As we make our way back through the village, I can't help retracing the steps I took to get here. It's just a few kilometers and a very plausible route from this tiny village to a city center and onto a crowded bus through one of the most densely populated countries in the world, then on to the country's capital of nearly nine million, and possibly onto an international flight bound for another metropolis. It took me two days to travel that route in the other direction—well within the virus' incubation period.

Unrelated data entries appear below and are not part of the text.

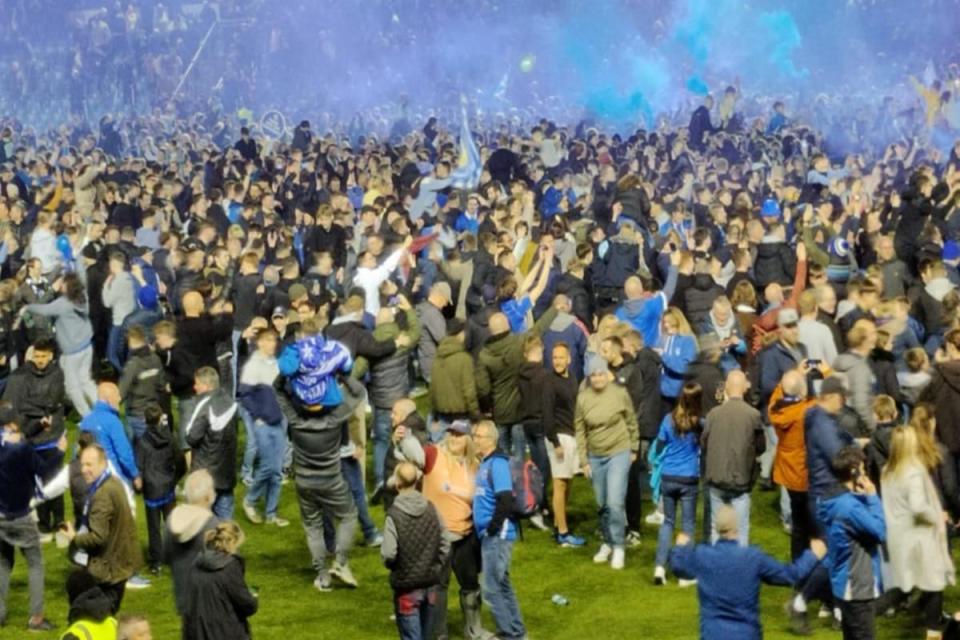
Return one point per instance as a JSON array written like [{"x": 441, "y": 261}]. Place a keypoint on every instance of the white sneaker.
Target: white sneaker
[
  {"x": 659, "y": 576},
  {"x": 655, "y": 518},
  {"x": 618, "y": 557},
  {"x": 604, "y": 554}
]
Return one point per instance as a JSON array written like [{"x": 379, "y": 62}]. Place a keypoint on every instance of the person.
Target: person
[
  {"x": 415, "y": 549},
  {"x": 219, "y": 602},
  {"x": 608, "y": 440},
  {"x": 677, "y": 455},
  {"x": 133, "y": 627},
  {"x": 74, "y": 334},
  {"x": 497, "y": 530},
  {"x": 732, "y": 441},
  {"x": 20, "y": 464},
  {"x": 185, "y": 530},
  {"x": 853, "y": 519},
  {"x": 452, "y": 388},
  {"x": 106, "y": 542},
  {"x": 559, "y": 397},
  {"x": 90, "y": 616},
  {"x": 36, "y": 391},
  {"x": 211, "y": 433},
  {"x": 916, "y": 524},
  {"x": 162, "y": 465},
  {"x": 258, "y": 398},
  {"x": 497, "y": 369},
  {"x": 789, "y": 403},
  {"x": 449, "y": 482},
  {"x": 731, "y": 608}
]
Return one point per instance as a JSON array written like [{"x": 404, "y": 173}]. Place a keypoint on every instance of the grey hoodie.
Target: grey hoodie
[{"x": 71, "y": 323}]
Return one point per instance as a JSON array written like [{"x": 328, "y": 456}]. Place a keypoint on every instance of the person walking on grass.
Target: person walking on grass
[
  {"x": 608, "y": 439},
  {"x": 730, "y": 608},
  {"x": 492, "y": 508},
  {"x": 415, "y": 548}
]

Nipah virus encephalitis is one of eight diseases that the World Health Organization has identified as epidemic threats in need of prioritization. The list includes Ebola, SARS, Zika, and an as-yet unknown affliction referred to as "Disease X." All eight have been prioritized because of their inherent epidemic potential, and also the fact that there are currently insufficient measures in place to prevent them.
While the WHO's "priority pathogens" vary in terms of their geographic distribution and the havoc they inflict on the human body, they have a couple of things in common that enhance their epidemic potential. First, they're all viruses (or likely to be in the case of Disease X). Second, they're all zoonotic, which means that they all reside in another animal, but are capable of jumping, or spilling over, into humans. These characteristics are important, because viruses reproduce very quickly, which amplifies their potential to change into more pathogenic forms. And a reservoir host acts like a bunker, a safe haven between outbreaks, in which the pathogen can regroup and potentially undergo a change, a random mutation that will better prepare it for the next spillover opportunity.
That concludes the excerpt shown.